Compliqué et complexe

Cette différence entre compliqué et complexe est loin de n’être que sémantique. Elle est fondamentale ! Dans un univers compliqué, il y a une vérité. On fait bien ou pas bien, on sait ou on ne sait pas. Il y a une norme, un plan, une référence,…un élément qui fait foi et qui permet de se prononcer sur le vrai et le faux. A condition de s’en donner les moyens, on peut, par l’analyse, prédire et reproduire à l’identique l’action.

L’univers complexe n’est ni prédictible ni reproductible. Il n’y a alors que des réalités, pas de Vérité. L’image de Boring exprime bien le complexe : ceux qui voient une jeune fille et ceux qui voient une vieille dame ont tous raison.

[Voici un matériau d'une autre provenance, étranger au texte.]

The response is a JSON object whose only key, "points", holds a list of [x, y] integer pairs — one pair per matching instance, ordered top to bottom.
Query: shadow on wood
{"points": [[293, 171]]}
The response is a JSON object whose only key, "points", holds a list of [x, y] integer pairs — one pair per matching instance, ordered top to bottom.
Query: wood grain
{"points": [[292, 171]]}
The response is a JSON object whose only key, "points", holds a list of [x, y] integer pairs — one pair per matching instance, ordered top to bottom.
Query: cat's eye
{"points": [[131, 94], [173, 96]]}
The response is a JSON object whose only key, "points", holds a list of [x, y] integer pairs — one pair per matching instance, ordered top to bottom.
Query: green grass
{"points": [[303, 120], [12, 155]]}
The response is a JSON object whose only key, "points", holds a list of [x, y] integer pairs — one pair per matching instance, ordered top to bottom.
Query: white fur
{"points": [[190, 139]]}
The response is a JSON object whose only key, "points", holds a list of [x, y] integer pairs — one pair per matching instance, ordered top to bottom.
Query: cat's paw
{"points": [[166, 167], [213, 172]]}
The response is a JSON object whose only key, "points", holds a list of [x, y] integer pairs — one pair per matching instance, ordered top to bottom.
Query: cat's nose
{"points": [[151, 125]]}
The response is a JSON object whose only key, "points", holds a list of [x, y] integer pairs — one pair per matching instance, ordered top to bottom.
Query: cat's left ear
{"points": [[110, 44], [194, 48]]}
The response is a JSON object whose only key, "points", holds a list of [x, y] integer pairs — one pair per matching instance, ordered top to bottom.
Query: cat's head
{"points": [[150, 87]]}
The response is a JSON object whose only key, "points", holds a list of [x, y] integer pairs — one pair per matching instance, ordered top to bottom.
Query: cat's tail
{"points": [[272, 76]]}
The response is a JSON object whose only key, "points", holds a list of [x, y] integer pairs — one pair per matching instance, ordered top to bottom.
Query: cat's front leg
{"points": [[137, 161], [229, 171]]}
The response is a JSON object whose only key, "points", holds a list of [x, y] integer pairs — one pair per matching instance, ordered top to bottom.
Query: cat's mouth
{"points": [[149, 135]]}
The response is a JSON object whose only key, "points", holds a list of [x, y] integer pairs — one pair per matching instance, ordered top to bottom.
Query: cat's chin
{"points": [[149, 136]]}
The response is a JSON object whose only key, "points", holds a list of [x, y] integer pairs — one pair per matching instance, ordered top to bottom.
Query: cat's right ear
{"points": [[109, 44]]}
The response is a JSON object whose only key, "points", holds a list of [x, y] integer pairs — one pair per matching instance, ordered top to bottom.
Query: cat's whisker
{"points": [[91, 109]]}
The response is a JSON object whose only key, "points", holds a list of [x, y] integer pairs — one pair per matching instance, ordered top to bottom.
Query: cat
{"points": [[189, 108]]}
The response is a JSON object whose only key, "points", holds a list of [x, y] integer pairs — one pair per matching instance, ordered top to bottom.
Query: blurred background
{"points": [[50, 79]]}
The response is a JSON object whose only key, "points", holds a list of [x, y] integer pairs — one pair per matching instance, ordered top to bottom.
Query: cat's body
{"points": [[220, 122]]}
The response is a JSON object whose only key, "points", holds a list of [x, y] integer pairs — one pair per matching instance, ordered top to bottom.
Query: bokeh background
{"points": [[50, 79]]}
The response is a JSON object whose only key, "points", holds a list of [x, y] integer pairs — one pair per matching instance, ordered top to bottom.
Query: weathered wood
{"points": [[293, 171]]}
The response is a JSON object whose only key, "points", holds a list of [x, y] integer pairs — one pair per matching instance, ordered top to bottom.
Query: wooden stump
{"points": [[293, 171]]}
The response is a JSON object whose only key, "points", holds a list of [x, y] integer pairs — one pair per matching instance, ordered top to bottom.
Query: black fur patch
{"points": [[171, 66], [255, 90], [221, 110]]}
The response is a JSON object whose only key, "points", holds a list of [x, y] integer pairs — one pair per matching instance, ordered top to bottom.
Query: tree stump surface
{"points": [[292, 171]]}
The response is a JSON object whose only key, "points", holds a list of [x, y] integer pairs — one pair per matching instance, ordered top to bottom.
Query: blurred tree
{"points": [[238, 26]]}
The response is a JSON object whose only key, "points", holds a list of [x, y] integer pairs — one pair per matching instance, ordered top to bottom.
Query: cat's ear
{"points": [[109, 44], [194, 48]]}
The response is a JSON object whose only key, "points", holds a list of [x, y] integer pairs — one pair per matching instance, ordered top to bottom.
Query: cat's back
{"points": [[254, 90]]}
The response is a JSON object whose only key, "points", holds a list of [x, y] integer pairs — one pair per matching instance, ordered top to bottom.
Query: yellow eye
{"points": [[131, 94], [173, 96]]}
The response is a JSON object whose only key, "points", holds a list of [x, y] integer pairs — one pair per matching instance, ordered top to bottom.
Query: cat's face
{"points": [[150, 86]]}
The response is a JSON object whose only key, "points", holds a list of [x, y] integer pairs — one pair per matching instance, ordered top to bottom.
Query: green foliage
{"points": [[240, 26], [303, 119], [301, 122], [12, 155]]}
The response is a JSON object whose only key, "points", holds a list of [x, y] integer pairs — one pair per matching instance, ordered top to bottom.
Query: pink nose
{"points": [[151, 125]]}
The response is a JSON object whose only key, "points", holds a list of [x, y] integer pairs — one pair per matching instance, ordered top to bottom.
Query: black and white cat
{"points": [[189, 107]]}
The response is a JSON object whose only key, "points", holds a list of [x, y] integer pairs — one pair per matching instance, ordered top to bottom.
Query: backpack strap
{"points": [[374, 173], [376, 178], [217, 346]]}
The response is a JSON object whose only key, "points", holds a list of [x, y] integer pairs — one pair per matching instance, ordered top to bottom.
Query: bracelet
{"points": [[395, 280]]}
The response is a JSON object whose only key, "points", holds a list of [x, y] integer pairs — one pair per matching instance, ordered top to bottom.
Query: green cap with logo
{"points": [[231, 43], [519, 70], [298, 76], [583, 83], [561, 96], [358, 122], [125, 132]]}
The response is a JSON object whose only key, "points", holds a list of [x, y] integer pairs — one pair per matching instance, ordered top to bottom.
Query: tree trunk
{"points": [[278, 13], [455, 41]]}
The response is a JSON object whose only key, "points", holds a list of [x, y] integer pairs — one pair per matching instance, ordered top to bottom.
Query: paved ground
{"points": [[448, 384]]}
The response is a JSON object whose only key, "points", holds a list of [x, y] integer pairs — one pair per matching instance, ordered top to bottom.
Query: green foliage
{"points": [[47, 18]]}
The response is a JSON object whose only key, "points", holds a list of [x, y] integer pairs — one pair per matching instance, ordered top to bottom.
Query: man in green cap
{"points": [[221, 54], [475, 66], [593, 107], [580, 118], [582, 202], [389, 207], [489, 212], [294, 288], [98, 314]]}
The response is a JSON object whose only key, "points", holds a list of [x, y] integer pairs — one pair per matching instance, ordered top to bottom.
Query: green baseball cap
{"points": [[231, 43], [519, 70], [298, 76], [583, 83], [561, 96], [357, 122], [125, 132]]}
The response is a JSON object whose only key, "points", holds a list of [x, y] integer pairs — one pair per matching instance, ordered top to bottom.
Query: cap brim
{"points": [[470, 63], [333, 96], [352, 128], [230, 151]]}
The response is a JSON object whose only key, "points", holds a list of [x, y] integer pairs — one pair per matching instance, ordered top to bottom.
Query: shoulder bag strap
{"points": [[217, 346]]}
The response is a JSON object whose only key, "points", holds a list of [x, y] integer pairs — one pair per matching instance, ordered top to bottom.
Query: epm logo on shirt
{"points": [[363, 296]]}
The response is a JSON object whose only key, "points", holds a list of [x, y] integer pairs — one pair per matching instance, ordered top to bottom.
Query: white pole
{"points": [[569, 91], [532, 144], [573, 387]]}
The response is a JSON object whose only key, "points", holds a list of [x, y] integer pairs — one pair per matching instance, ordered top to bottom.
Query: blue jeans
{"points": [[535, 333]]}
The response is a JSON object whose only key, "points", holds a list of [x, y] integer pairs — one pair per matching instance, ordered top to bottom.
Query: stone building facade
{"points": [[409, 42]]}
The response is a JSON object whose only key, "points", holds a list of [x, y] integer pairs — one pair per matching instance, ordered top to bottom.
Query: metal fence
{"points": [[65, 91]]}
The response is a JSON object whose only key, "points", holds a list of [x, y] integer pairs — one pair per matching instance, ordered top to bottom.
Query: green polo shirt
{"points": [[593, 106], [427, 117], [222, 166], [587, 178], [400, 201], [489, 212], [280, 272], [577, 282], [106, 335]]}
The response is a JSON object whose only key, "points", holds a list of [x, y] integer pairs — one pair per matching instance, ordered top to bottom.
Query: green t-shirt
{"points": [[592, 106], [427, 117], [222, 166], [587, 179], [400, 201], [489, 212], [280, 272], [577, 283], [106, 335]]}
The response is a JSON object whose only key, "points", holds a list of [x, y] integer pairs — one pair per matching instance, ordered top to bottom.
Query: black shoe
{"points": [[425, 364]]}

Dans le monde de la complexité, il n’y a pas un modèle unique qui permet de reproduire une action à l’identique, qui autorise la prédiction du futur par extrapolation du passé. Certaines réalités s’y imposent davantage que d’autres, mais plus par des jeux politiques et des rapports de force que par des argumentations complètement rationnelles.

Le management est complexe

Quand un manager prend une décision, explique Pierre Morin, même si cela conduit à un sous-optimum, on ne peut jamais savoir ce qu’aurait produit la décision d’un autre manager à sa place. Pourquoi ? Justement parce qu’il ne l’a pas prise et qu’il ne pourra plus jamais la prendre dans une situation analogue et donc parfaitement comparable. Le manager joue à chaque fois un coup unique. Et, comme le joueur d’échec, poursuit Pierre Morin, il bouge la tour ou le cavalier, mais, une fois jouée, il ne peut plus reprendre sa pièce.

Le manager est au carrefour de pôles en tension : long terme / court terme ; global et abstrait / local et concret ; urgent / important ; top-down / bottom-up ; vertical / horizontal ; stabilité / changement ; contrôle / soutien ; …

Ces tensions, porteuses de contradictions et de paradoxes, expliquent que, en matière de management, il n’y a que des réalités, pas de vérité.

Une pratique, issue d’une expérience, dans un contexte donné

C’est parce que son univers est complexe que le management n’est pas et ne sera jamais une science. Il peut s’appuyer sur des sciences (économie, sociologie, psychologie,…). Les théories, les méthodologies, les outils,… seront au mieux des aides à la décision pour le manager, mais ne lui diront jamais quoi faire avec certitude. Le choix lui appartient et lui appartiendra toujours. C’est d’ailleurs ce qui fait que, contrairement aux fantasmes récurrents entretenus par certains, il n’est remplaçable ni par des règles ni par des systèmes d’information, aussi sophistiqués soient-ils.

Cela conduit Henry Mintzberg à définir le management comme une pratique, issue d’une expérience, dans un contexte donné. En matière de management, le contexte compte au moins autant que l’exercice de la fonction. C’est ce qui explique que le management n’est pas un métier, qu’une même personne peut être un très bon manager dans un contexte donné, et un bien moins bon dans un autre. On en revient au joueur d’échec : le même coup, dans deux parties différentes, c’est deux coups différents.

L’apprentissage managérial

Le manager tirera profit de la connaissance des techniques managériales de base qu’il pourra acquérir relativement indépendamment de son contexte d’action. Mais cet apprentissage trouvera rapidement ses limites.

Il grandira au contact des membres de sa communauté, en enrichissant son expérience de celle de ses pairs. L’expérience des autres est une source d’apprentissage substantielle à condition d’être capable non pas de la dupliquer, mais de la transposer à son contexte d’action.

Enfin, il gagnera à un travail introspectif sur ses propres pratiques qui lui permettra de mettre son expérience en perspective. Pour ce faire, il doit mettre en place des espaces de prise de recul et de ressourcement personnel lui donnant la possibilité de sortir de la spirale de l’action dans laquelle l’entraine le système au quotidien.